Está muy equivocado el recurrente cuando alega que la víctima había abandonado el bolso; de ninguna manera. Lo que ocurrió sencillamente es que, como consecuencia del proceso violento desplegado por su compañero, del que el autor del recurso participa a título de complicidad delictiva, se desprendió tal utensilio, que lo llevaba a modo de bandolera, y se cayó al suelo, lo mismo que pudo haber perdido un zapato, y no por ello podríamos mantener seriamente que lo ha abandonado y que su apoderamiento pueda tratarse de un hurto (al descuido, como mantiene asombrosamente el motivo).

En definitiva, procede la desestimación del mismo.

CUARTO

Procediendo la desestimación de ambos recursos, se han de imponer las costas procesales a los recurrentes (art. 901 de la Ley de Enjuiciamiento Criminal ).

III.

FALLO

Q ue debemos declarar y declaramos NO HABER LUGAR al recurso de casación por infracción de Ley y de precepto constitucional interpuesto por las representaciones legales de los procesados Baltasar y Leonardo, contra Sentencia de 11 de julio de 2005 de la Sec. Décima de la Audiencia Provincial de Barcelona . Condenamos a dichos recurrentes al pago de las costas procesales ocasionadas en la presente instanc

ia por cada uno de sus respectivos recursos.

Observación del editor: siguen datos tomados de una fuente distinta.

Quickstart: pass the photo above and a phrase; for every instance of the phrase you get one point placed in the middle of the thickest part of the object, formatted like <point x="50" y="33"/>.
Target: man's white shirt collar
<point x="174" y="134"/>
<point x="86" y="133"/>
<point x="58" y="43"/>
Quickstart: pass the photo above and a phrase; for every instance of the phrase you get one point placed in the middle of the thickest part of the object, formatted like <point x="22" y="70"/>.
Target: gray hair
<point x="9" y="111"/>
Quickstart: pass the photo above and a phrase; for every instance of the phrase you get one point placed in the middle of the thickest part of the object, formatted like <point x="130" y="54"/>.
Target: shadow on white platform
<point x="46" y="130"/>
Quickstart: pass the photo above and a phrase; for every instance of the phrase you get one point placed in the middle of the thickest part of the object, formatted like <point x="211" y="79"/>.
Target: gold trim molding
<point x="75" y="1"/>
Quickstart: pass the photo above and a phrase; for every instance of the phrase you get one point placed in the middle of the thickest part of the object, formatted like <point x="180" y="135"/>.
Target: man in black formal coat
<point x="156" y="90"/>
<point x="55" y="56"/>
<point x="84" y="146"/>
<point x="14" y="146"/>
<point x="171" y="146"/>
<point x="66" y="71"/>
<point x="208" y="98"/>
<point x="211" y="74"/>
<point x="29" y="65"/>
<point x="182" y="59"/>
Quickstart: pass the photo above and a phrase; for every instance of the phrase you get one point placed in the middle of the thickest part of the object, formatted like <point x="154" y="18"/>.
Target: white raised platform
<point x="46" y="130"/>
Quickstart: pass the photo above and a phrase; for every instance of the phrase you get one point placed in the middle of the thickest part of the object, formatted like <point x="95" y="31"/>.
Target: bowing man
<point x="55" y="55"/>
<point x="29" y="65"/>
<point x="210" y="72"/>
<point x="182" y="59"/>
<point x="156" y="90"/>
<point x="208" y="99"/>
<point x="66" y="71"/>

Comuníquese la presente resolución a la Audiencia Provincial de procedencia, con devolución de la causa que en su día remitió, interesándole acuse de recibo.

Así por esta nuestra sentencia, que se publicará en la Colección Legislativa lo pronunciamos, mandamos y firmamos . Siro Francisco García Pérez Julián Sanchez Melgar Luis Román Puerta Luis PUBLICACION.- Leida y publicada ha sido la anterior sentencia por el Magistrado Ponente Excmo. Sr. D Julián Sánchez Melgar, estando celebrando audiencia pública en el día de su fecha la Sala Segunda del Tribunal Supremo, de lo que como Secretario certifico.